On parle de la responsabilité de l’Etat et des producteurs locaux de bananes, mais qui produisait et commercialisait le chlordécone ?
Faustine Vincent : Le chlordécone était commercialisé par l’entreprise Laguarigue, à la Martinique. Le nom de son ancien directeur général est très connu aux Antilles. Il s’agit d’Yves Hayot, l’aîné d’une puissante famille béké (du nom des Blancs créoles, descendants des colons).
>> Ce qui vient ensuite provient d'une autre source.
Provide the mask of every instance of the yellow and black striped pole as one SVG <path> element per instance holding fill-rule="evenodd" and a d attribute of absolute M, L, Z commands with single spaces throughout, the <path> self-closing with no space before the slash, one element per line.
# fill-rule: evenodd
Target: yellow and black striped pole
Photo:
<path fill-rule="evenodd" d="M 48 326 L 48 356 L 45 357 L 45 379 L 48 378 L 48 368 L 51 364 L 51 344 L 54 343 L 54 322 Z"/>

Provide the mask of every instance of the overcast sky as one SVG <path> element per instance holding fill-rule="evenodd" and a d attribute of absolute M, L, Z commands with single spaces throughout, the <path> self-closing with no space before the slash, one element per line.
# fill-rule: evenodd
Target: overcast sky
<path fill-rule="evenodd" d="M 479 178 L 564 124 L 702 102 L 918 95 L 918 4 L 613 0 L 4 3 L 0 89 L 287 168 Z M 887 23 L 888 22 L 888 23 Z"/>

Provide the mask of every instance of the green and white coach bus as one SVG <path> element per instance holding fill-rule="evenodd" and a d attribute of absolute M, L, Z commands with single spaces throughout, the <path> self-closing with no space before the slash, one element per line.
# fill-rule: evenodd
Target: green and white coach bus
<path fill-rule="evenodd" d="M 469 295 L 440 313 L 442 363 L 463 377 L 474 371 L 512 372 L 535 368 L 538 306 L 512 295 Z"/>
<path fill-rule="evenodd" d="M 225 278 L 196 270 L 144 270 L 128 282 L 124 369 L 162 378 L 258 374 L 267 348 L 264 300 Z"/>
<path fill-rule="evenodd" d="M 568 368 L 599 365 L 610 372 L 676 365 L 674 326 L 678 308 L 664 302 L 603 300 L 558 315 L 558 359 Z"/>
Son frère est Bernard Hayot, l’une des plus grosses fortunes de France (300 millions d’euros), et patron du groupe Bernard Hayot, spécialisé dans la grande distribution.
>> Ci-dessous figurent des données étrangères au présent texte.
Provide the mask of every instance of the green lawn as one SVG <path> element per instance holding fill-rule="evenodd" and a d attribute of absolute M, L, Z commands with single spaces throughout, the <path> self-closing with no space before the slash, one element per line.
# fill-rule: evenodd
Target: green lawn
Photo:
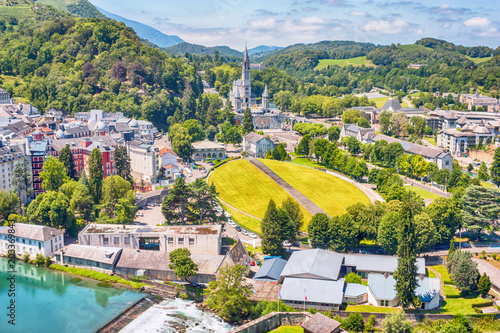
<path fill-rule="evenodd" d="M 217 187 L 221 200 L 258 218 L 264 217 L 269 200 L 273 199 L 277 205 L 281 205 L 281 202 L 289 197 L 271 178 L 252 163 L 242 159 L 215 169 L 209 179 L 209 183 L 212 182 Z M 303 208 L 302 212 L 308 222 L 311 214 Z M 244 222 L 241 223 L 247 227 Z M 255 225 L 249 229 L 257 231 Z"/>
<path fill-rule="evenodd" d="M 472 60 L 475 64 L 481 64 L 483 62 L 486 62 L 491 59 L 491 57 L 485 57 L 485 58 L 472 58 L 469 56 L 465 56 L 467 59 Z"/>
<path fill-rule="evenodd" d="M 327 68 L 328 66 L 346 67 L 349 65 L 352 65 L 354 67 L 360 67 L 362 65 L 365 65 L 367 67 L 377 67 L 371 60 L 367 60 L 365 56 L 349 59 L 320 59 L 319 64 L 314 69 L 321 70 Z"/>
<path fill-rule="evenodd" d="M 435 265 L 431 267 L 439 274 L 441 274 L 441 280 L 443 281 L 444 284 L 453 284 L 453 281 L 451 280 L 446 267 L 444 267 L 443 265 Z"/>
<path fill-rule="evenodd" d="M 432 138 L 425 137 L 424 140 L 429 142 L 433 146 L 437 145 L 436 139 L 434 137 L 432 137 Z"/>
<path fill-rule="evenodd" d="M 425 268 L 425 276 L 427 277 L 437 277 L 436 273 L 428 269 L 427 267 Z"/>
<path fill-rule="evenodd" d="M 272 333 L 304 333 L 304 329 L 300 326 L 280 326 Z"/>
<path fill-rule="evenodd" d="M 347 207 L 358 202 L 370 203 L 368 197 L 356 186 L 325 172 L 293 163 L 261 161 L 330 216 L 344 214 Z"/>
<path fill-rule="evenodd" d="M 391 313 L 398 312 L 397 308 L 387 308 L 374 305 L 348 305 L 345 309 L 350 312 L 378 312 L 378 313 Z"/>
<path fill-rule="evenodd" d="M 438 199 L 438 198 L 441 198 L 439 195 L 437 195 L 436 193 L 432 193 L 430 191 L 426 191 L 426 190 L 423 190 L 419 187 L 416 187 L 416 186 L 407 186 L 406 187 L 409 191 L 413 191 L 415 193 L 417 193 L 418 195 L 420 195 L 422 198 L 424 199 L 432 199 L 432 200 L 435 200 L 435 199 Z M 438 189 L 434 189 L 435 191 L 439 191 Z"/>
<path fill-rule="evenodd" d="M 238 223 L 241 225 L 243 228 L 251 230 L 253 232 L 256 232 L 260 234 L 260 220 L 254 219 L 253 217 L 250 217 L 248 215 L 245 215 L 241 212 L 238 212 L 237 210 L 232 209 L 231 207 L 228 207 L 226 205 L 222 205 L 224 209 L 231 214 L 231 218 L 234 220 L 234 222 Z M 232 228 L 227 226 L 227 228 Z"/>

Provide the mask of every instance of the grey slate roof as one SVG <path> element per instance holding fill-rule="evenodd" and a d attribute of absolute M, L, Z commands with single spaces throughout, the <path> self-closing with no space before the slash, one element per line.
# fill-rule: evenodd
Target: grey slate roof
<path fill-rule="evenodd" d="M 287 277 L 281 287 L 281 298 L 288 301 L 342 304 L 344 279 L 338 281 Z"/>
<path fill-rule="evenodd" d="M 278 281 L 281 272 L 285 268 L 286 260 L 273 258 L 264 261 L 259 271 L 255 274 L 254 280 L 258 281 Z"/>
<path fill-rule="evenodd" d="M 45 242 L 53 237 L 64 234 L 62 230 L 54 229 L 44 225 L 34 225 L 25 223 L 16 223 L 14 226 L 16 237 L 33 239 L 36 241 Z M 0 227 L 0 234 L 7 235 L 9 233 L 8 227 Z"/>
<path fill-rule="evenodd" d="M 415 294 L 420 297 L 424 303 L 432 301 L 436 294 L 441 291 L 441 280 L 438 278 L 424 278 L 422 281 L 418 280 L 418 287 Z"/>
<path fill-rule="evenodd" d="M 346 283 L 344 288 L 345 297 L 359 297 L 368 292 L 368 287 L 359 283 Z"/>
<path fill-rule="evenodd" d="M 368 288 L 378 300 L 392 301 L 396 298 L 396 280 L 392 275 L 368 274 Z"/>
<path fill-rule="evenodd" d="M 342 254 L 320 249 L 295 251 L 281 276 L 337 280 L 342 260 Z"/>

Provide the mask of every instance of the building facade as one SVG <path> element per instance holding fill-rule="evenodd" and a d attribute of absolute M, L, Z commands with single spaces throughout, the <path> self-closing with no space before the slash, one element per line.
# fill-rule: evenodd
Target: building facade
<path fill-rule="evenodd" d="M 11 239 L 14 239 L 13 243 Z M 12 228 L 0 227 L 0 253 L 3 255 L 7 255 L 9 249 L 12 249 L 18 257 L 25 253 L 32 259 L 39 253 L 44 257 L 52 257 L 54 252 L 63 246 L 64 232 L 59 229 L 25 223 L 16 223 Z"/>

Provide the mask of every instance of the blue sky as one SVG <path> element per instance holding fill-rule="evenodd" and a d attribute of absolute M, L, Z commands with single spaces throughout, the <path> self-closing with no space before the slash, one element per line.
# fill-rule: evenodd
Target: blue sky
<path fill-rule="evenodd" d="M 500 44 L 499 0 L 90 0 L 189 43 L 287 46 L 321 40 L 411 44 L 423 37 Z"/>

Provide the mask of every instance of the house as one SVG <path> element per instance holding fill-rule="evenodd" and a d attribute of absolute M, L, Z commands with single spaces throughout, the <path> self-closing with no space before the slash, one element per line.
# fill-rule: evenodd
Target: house
<path fill-rule="evenodd" d="M 139 140 L 127 144 L 130 156 L 130 167 L 136 174 L 134 179 L 154 184 L 158 181 L 160 171 L 160 153 L 156 146 L 151 146 Z"/>
<path fill-rule="evenodd" d="M 192 254 L 219 255 L 222 246 L 222 227 L 220 225 L 152 227 L 88 224 L 78 234 L 78 243 L 160 252 L 187 248 Z"/>
<path fill-rule="evenodd" d="M 193 160 L 205 161 L 226 159 L 226 147 L 223 143 L 217 143 L 210 140 L 193 142 Z"/>
<path fill-rule="evenodd" d="M 322 313 L 316 313 L 301 326 L 304 333 L 337 333 L 340 332 L 340 325 L 342 324 L 338 321 L 328 318 Z"/>
<path fill-rule="evenodd" d="M 61 265 L 82 267 L 105 273 L 115 271 L 122 249 L 70 244 L 56 251 L 56 262 Z"/>
<path fill-rule="evenodd" d="M 10 242 L 12 239 L 14 243 Z M 63 246 L 64 232 L 59 229 L 25 223 L 16 223 L 12 228 L 0 227 L 0 253 L 3 255 L 14 250 L 18 257 L 25 253 L 28 253 L 30 258 L 35 258 L 39 253 L 44 257 L 52 257 L 53 253 Z"/>
<path fill-rule="evenodd" d="M 376 133 L 373 128 L 363 128 L 356 124 L 344 124 L 340 130 L 340 138 L 352 136 L 361 143 L 373 143 Z"/>
<path fill-rule="evenodd" d="M 441 149 L 418 145 L 416 143 L 396 139 L 384 134 L 377 134 L 373 138 L 374 142 L 380 140 L 385 140 L 389 144 L 393 142 L 399 142 L 401 146 L 403 146 L 405 153 L 411 155 L 420 155 L 427 162 L 436 163 L 440 170 L 448 169 L 451 172 L 453 168 L 453 157 L 450 154 L 443 152 Z"/>
<path fill-rule="evenodd" d="M 172 149 L 163 147 L 158 153 L 160 154 L 160 167 L 166 167 L 169 164 L 177 166 L 179 156 Z"/>
<path fill-rule="evenodd" d="M 264 261 L 253 279 L 255 281 L 274 281 L 278 282 L 281 278 L 281 272 L 286 266 L 286 260 L 273 258 Z"/>
<path fill-rule="evenodd" d="M 243 137 L 243 149 L 252 157 L 266 157 L 267 151 L 274 150 L 274 142 L 264 135 L 250 132 Z"/>

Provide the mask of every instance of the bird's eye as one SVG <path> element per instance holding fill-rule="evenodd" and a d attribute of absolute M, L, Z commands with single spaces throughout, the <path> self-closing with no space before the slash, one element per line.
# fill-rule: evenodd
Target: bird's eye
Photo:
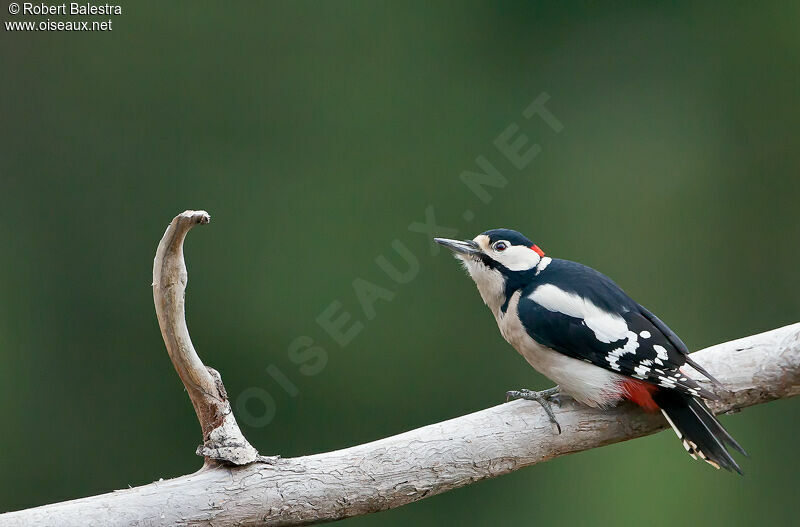
<path fill-rule="evenodd" d="M 508 243 L 506 243 L 506 242 L 494 242 L 494 245 L 492 245 L 492 248 L 495 251 L 501 253 L 501 252 L 505 251 L 506 249 L 508 249 Z"/>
Des associations et la Confédération paysanne ont déposé une plainte contre X en 2006 pour « mise en danger d’autrui et administration de substances nuisibles ». Le Monde a pu consulter le procès-verbal de synthèse qu’ont rendu en 2016 les enquêteurs de l’Office central de lutte contre les atteintes à l’environnement et à la santé publique. Le document révèle que l’entreprise Laguarigue a reconstitué un stock gigantesque de chlordécone alors que le produit n’était déjà plus homologué. Or « au moins un service de l’Etat a été informé de cette “importation” », puisque ces 1 560 tonnes « ont bien été dédouanées à leur arrivée aux Antilles » en 1990 et 1991, précisent les enquêteurs.
La responsabilité de la société Laguarigue et de l’Etat se pose. Mais Yves Hayot ne sera pas inquiété par la justice : il est mort en mars 2017.
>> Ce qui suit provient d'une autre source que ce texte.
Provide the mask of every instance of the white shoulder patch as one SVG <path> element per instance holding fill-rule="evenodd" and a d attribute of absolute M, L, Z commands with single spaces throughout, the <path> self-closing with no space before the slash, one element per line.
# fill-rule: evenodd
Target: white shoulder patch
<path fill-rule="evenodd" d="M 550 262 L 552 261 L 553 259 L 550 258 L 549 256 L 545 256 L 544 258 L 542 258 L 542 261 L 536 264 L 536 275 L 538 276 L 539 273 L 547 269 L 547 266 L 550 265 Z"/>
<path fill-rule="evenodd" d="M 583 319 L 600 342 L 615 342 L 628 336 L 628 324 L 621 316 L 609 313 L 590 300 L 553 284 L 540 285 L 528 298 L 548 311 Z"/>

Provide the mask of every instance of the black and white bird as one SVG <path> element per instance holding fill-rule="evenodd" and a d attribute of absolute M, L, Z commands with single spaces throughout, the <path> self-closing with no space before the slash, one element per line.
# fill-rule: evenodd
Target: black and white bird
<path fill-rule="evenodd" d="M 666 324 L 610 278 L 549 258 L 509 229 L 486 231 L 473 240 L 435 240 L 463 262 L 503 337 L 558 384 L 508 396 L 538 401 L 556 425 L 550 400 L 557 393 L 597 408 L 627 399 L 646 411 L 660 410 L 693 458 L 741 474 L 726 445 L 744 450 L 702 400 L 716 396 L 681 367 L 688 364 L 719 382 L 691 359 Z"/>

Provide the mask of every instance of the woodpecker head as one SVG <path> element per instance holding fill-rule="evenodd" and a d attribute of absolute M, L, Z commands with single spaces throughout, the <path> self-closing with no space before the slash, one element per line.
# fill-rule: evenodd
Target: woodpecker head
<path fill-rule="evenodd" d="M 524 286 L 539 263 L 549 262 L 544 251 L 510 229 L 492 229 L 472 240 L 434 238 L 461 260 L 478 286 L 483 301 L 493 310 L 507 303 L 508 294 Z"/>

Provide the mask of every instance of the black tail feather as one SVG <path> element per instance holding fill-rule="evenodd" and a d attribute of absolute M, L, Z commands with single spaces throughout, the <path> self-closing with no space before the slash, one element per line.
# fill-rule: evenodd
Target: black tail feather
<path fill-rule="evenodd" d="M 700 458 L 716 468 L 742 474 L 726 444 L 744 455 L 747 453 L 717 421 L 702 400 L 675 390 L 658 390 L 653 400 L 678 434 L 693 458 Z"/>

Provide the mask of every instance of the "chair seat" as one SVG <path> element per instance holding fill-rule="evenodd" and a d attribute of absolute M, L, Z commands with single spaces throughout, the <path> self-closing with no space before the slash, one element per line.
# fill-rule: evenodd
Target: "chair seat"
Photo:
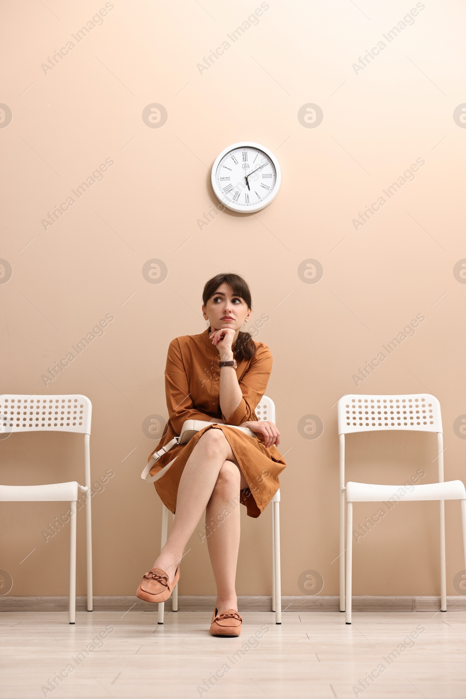
<path fill-rule="evenodd" d="M 423 485 L 377 485 L 372 483 L 347 483 L 349 503 L 381 503 L 384 500 L 465 500 L 466 490 L 460 480 L 445 483 L 426 483 Z"/>
<path fill-rule="evenodd" d="M 0 485 L 0 502 L 52 502 L 78 500 L 78 489 L 87 491 L 77 481 L 48 485 Z"/>

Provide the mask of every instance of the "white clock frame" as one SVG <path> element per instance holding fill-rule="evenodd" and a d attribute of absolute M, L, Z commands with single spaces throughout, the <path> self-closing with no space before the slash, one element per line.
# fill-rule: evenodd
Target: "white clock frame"
<path fill-rule="evenodd" d="M 259 201 L 257 204 L 251 204 L 248 206 L 239 206 L 238 204 L 235 203 L 234 201 L 231 201 L 231 199 L 228 199 L 217 184 L 217 171 L 220 161 L 231 151 L 236 150 L 238 148 L 256 148 L 257 150 L 261 151 L 265 155 L 267 156 L 268 158 L 269 158 L 275 167 L 275 185 L 270 193 L 270 195 L 267 197 L 266 201 Z M 282 184 L 282 173 L 280 171 L 280 166 L 278 164 L 277 158 L 275 157 L 273 153 L 270 152 L 268 148 L 265 148 L 265 146 L 261 145 L 260 143 L 254 143 L 252 141 L 249 140 L 242 140 L 238 143 L 233 143 L 233 145 L 228 145 L 228 147 L 222 150 L 219 155 L 217 156 L 212 168 L 210 179 L 214 194 L 217 196 L 219 201 L 221 201 L 221 203 L 226 207 L 226 208 L 230 209 L 231 211 L 235 211 L 237 213 L 240 214 L 250 214 L 255 213 L 256 211 L 261 211 L 261 209 L 264 209 L 266 206 L 268 206 L 269 204 L 272 203 L 273 200 L 277 196 L 279 189 L 280 189 L 280 185 Z"/>

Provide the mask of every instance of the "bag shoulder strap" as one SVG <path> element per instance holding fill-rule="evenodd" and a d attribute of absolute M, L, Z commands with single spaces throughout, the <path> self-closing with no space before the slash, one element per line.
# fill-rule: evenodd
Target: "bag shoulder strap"
<path fill-rule="evenodd" d="M 143 479 L 143 480 L 146 481 L 146 482 L 147 483 L 153 483 L 154 481 L 158 480 L 159 478 L 161 478 L 162 475 L 163 475 L 163 474 L 168 470 L 168 466 L 170 466 L 173 463 L 173 461 L 170 461 L 170 463 L 168 463 L 166 466 L 164 466 L 163 468 L 162 468 L 161 471 L 159 471 L 159 473 L 156 473 L 154 476 L 151 476 L 150 478 L 147 478 L 147 475 L 149 473 L 149 471 L 151 470 L 154 464 L 156 463 L 156 462 L 159 461 L 161 456 L 163 456 L 164 454 L 166 454 L 167 452 L 169 452 L 170 449 L 172 448 L 172 447 L 174 447 L 176 444 L 178 444 L 179 440 L 180 440 L 179 437 L 173 437 L 173 438 L 170 440 L 170 442 L 168 442 L 167 444 L 166 444 L 164 447 L 162 447 L 161 449 L 159 449 L 158 452 L 154 452 L 154 454 L 150 457 L 150 460 L 149 461 L 147 466 L 145 466 L 144 470 L 140 475 L 140 477 Z M 175 461 L 175 459 L 173 459 L 173 461 Z"/>

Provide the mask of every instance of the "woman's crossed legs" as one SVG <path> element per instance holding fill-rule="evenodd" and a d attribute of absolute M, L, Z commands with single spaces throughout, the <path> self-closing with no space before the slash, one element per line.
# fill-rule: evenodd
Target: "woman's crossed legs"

Compte tenu de la gravité du problème, y a-t-il eu des sanctions contre les responsables ?
Stéphane Foucart : Non. Pour l’heure, aucune sanction n’a été prononcée, l’instruction de la plainte déposée étant toujours en cours.
Comment jugez-vous cette affaire par rapport à l’interdiction du glyphosate, qui ne va finalement pas être inscrite dans la loi, même s’il est déjà classé cancérogène probable ?
Stéphane Foucart : Il existe des parallèles intéressants : en 1979, le chlordécone avait déjà été interdit depuis trois ans aux Etats-Unis, mais le Centre international de recherche sur le cancer (CIRC) ne le classait que « cancérogène possible », estimant n’avoir pas assez de preuves pour le classer « cancérogène probable » ou « cancérogène avéré ». Aujourd’hui, le CIRC classe le glyphosate « cancérogène probable », mais les agences de sécurité sanitaire étant en désaccord avec cette opinion, les Etats ne l’interdisent pas. Une grande différence entre les deux substances est leur persistance : le chlordécone est bien plus persistant que le glyphosate et, surtout, il s’accumule dans les organismes, ce qui n’est pas le cas du glyphosate. Attention cependant : de nouveaux travaux sur l’animal sont en cours à l’Institut Ramazzini et suggèrent, de manière inattendue, que le glyphosate pourrait avoir de telles propriétés de bioaccumulation.